Die internationale Gemeinschaft mache zu wenig auf diese Verbrechen aufmerksam. Nach der Besatzung durch die Türkei und syrische Islamisten seien die gesamte armenische Bevölkerung und die etwa 1.200 kurdisch-christlichen Gläubigen aus Afrin geflohen.

Hunderttausende Kurdinnen und Kurden auf der Flucht

Der Anteil der kurdischen Bevölkerung einschließlich der jesidischen, alevitischen und christlichen Teile sei von 96 auf unter 35 Prozent gesunken. Mindestens 300.000 Kurdinnen und Kurden seien auf der Flucht. Viele von Ihnen lebten in Lagern im Norden von Aleppo. Diese seien nahezu vollständig von der Außenwelt abgeschnitten.

Jesidische und alevitische Heiligtümer sowie kurdisch-muslimische Friedhöfe und historische Ruinen würden zerstört oder geplündert, ergänzte Sido. Jesidische Verbände weltweit forderten indes mehr Druck auf die Türkei, ihre Truppen und alle bewaffneten islamistischen Fraktionen aus Afrin und anderen Regionen in Nordsyrien abzuziehen.

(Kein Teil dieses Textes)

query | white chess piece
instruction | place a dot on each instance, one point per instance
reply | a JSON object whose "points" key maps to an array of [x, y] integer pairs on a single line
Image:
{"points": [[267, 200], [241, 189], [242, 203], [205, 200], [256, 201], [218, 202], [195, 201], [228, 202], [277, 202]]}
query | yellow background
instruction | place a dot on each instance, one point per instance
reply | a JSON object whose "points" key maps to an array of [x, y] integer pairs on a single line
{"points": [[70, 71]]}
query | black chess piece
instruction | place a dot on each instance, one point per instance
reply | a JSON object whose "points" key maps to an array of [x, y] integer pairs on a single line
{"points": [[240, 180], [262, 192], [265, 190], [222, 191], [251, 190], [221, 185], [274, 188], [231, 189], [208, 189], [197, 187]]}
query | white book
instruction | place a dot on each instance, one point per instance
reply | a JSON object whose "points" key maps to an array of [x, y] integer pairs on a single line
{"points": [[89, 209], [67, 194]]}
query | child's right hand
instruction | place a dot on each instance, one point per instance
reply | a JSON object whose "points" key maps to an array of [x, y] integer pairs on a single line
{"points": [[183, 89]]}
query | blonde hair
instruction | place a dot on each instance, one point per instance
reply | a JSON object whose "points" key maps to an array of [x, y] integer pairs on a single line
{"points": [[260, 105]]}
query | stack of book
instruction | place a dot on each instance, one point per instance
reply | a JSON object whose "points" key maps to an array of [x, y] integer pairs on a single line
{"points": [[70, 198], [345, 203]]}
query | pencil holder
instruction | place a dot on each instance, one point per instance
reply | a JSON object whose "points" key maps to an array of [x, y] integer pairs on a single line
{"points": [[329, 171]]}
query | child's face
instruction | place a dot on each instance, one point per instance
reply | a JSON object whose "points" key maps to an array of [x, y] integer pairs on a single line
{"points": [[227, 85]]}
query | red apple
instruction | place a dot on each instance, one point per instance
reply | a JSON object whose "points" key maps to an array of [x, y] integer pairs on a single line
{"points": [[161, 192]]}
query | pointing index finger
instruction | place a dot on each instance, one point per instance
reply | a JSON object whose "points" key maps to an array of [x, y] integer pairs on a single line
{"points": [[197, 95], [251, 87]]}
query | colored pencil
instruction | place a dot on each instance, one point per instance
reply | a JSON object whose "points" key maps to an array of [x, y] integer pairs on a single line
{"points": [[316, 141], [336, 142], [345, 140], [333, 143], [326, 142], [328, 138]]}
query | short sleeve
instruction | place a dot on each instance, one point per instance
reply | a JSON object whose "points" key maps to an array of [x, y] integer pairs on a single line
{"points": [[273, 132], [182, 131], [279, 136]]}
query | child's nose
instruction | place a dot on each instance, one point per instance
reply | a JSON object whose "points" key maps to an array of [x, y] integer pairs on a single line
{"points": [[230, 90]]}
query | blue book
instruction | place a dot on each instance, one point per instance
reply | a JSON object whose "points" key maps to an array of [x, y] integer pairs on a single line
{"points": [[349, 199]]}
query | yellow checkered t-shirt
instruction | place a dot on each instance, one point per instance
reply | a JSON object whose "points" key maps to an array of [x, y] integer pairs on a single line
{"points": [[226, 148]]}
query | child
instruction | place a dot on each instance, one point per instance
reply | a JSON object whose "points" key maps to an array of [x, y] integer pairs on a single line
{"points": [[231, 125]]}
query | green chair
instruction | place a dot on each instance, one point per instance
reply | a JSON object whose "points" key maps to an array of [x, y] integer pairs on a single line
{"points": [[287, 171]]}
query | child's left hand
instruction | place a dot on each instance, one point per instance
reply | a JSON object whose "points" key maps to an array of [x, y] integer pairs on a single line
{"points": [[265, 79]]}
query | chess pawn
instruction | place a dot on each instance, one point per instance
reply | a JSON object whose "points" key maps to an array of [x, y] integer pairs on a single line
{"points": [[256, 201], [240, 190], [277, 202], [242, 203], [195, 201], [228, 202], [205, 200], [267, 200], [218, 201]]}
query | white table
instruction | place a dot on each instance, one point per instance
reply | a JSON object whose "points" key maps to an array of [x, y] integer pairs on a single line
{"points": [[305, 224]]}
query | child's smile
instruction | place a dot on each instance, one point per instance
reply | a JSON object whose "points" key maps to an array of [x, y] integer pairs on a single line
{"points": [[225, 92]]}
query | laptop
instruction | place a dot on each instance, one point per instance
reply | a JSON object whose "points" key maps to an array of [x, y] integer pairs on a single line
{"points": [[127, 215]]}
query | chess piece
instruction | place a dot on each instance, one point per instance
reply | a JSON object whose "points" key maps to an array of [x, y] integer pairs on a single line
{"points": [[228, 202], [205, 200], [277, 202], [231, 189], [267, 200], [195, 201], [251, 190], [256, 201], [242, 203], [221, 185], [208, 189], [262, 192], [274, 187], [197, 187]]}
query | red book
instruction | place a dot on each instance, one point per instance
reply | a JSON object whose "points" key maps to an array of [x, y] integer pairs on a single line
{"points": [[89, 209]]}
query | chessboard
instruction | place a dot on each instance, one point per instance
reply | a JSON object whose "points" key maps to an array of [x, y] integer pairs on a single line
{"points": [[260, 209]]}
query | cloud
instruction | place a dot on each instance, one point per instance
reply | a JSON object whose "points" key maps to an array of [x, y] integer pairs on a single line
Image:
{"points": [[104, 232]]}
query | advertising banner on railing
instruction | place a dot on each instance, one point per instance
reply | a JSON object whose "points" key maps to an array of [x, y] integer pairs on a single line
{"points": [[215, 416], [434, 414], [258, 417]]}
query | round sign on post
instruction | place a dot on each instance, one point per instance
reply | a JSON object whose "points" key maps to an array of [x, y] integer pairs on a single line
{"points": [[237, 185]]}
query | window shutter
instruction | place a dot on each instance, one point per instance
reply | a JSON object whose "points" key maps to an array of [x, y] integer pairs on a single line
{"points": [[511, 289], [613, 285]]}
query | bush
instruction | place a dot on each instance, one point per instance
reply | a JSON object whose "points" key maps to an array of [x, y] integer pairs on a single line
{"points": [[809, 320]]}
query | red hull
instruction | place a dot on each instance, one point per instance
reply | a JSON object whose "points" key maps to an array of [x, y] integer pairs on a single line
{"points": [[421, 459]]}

"Humanitäre Hilfe muss anlaufen"

"Die ethnischen Säuberungen gegen die jesidische und andere Volksgruppen in der Region müssen enden", so Sido. UN-Ermittlungsteams müssten vor Ort die Situation bewerten und Gräueltaten gegen die Zivilbevölkerung dokumentieren. Zudem müsse in den betroffenen Gebieten und den Lagern die humanitäre Hilfe anlaufen.